En effet, pour répondre à l'initiative populaire "Services postaux pour tous", dans les années 2002/03, le Parlement a modifié la loi sur la poste. L'initiative populaire voulait préserver le réseau postal tel qu'il était. La majorité du Parlement a dit non à l'initiative populaire, mais, en modifiant l'article 2 de la loi sur la poste, elle a tenu compte aussi bien des requêtes de l'initiative que des exigences de la Poste. Pour ce faire, le Parlement a introduit un nouveau mandat pour la Poste. En effet, l'article 2 alinéa 3 tel que voté par le Parlement dispose que "la Poste exploite un réseau d'offices de poste couvrant l'ensemble du pays et assure que les prestations du service universel soient disponibles dans toutes les régions pour tous les groupes de la population à une distance raisonnable".
C'est un mandat d'infrastructure que le Conseil fédéral a salué en 2002 en disant en substance que le nouveau mandat d'infrastructure proposé par la commission se justifiait pour les raisons suivantes: le libre accès aux prestations du service universel est une composante essentielle du service public. Un réseau suffisamment dense de points d'accès et de vente est nécessaire pour en garantir la qualité. Il y a eu beaucoup de discussions dans les deux conseils, ainsi que des divergences.
Finalement, c'est la formulation du Conseil des Etats qui a été acceptée. Celui-ci a affirmé n'être pas opposé au fait que la Poste ouvre des agences. Le Conseil des Etats a souligné que les prestations du service universel devaient être les mêmes dans toutes les postes et agences. L'idée du Conseil des Etats - et je cite un procès-verbal -, c'était par exemple qu'une partie du service universel, à savoir l'acheminement des lettres et des paquets, soit offerte dans une agence et qu'une autre, c'est-à-dire les paiements, le soit à la chancellerie communale.

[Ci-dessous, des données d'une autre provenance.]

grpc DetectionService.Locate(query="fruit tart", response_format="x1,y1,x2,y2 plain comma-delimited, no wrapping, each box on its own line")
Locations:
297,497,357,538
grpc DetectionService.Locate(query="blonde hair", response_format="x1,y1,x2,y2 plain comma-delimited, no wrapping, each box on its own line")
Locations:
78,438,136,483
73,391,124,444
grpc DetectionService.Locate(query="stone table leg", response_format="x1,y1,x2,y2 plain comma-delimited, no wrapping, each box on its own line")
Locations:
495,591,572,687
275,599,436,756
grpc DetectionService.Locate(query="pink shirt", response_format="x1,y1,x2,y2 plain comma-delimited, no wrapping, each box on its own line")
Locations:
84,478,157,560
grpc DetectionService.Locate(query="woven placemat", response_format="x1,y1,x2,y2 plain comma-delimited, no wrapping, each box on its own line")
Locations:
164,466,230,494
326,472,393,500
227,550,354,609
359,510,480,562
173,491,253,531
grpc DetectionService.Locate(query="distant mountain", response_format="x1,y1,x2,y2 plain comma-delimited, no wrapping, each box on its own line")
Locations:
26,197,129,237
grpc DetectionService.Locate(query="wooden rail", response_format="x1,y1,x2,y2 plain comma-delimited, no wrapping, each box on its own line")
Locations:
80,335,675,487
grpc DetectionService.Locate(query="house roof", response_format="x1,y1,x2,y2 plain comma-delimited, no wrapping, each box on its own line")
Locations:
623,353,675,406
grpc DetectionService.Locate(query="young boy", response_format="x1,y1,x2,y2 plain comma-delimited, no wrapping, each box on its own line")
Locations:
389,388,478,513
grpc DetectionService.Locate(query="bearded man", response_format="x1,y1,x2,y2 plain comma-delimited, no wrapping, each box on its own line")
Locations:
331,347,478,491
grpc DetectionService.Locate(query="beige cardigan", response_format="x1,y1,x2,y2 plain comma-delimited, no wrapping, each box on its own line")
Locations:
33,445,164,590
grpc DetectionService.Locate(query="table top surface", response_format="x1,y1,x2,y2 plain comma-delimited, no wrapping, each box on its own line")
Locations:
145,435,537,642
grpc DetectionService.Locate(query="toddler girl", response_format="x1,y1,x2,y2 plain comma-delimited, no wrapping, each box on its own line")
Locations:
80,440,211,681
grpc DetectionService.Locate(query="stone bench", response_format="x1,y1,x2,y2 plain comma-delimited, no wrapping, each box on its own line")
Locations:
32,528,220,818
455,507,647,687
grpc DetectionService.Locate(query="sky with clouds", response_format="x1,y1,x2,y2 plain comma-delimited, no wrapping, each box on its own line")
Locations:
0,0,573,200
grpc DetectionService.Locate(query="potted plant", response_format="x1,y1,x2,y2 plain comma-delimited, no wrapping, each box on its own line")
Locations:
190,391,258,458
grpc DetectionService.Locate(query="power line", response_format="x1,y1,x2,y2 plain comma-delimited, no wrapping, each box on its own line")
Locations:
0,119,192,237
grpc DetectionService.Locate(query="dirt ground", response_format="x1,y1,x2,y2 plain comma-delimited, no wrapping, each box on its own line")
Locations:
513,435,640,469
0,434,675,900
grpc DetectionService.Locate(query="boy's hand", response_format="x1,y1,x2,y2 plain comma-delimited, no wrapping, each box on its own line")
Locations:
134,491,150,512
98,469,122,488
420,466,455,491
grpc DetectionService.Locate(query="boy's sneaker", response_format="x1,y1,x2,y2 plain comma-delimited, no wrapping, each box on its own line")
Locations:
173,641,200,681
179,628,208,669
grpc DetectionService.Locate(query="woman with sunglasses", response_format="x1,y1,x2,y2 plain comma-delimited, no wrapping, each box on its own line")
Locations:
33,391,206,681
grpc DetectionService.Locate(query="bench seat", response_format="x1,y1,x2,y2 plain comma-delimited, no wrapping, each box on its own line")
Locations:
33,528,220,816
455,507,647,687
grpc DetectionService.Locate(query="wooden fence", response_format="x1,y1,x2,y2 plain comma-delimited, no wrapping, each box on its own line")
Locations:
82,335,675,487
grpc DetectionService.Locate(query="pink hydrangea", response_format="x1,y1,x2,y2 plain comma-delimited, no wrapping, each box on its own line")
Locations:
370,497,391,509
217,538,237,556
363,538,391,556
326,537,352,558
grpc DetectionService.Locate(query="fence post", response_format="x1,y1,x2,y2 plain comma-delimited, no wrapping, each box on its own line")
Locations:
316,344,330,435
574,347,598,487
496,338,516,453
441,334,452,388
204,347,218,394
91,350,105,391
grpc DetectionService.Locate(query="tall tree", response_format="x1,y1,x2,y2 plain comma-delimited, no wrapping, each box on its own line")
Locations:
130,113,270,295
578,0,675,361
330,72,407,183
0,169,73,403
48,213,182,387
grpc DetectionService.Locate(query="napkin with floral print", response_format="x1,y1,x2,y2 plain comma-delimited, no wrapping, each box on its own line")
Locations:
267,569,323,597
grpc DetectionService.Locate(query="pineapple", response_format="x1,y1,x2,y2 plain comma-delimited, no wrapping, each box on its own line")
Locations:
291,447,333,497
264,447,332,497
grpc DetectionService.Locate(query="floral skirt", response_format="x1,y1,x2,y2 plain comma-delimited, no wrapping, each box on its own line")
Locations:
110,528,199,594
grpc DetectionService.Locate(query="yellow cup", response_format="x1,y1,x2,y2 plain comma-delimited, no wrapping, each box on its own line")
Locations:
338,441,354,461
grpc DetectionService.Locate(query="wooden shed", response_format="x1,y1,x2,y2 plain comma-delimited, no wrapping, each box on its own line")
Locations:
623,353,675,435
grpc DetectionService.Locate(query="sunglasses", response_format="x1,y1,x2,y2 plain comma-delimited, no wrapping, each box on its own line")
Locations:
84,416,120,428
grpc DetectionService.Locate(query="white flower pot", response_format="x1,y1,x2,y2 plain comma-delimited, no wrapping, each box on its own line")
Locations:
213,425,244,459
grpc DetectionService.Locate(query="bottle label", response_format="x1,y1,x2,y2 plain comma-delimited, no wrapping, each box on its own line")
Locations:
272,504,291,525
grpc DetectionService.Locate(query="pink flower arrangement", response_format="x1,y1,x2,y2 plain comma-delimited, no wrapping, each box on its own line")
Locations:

Personne au Parlement n'a dit qu'on pouvait créer des agences où les versements en espèces seraient impossibles, car cette prestation fait partie du service universel. Le problème est uniquement là.
Nous faisons des modifications de loi. Nous avons réussi à contrer l'initiative populaire fédérale "Services postaux pour tous", parce que nous avons dit que la chose était réglée dans la loi. Ensuite, en pratique, on fait le contraire de ce qui a été décidé ici. C'est donc une question de principe, et aussi une question qu'il faut se poser en vue de l'ouverture du marché.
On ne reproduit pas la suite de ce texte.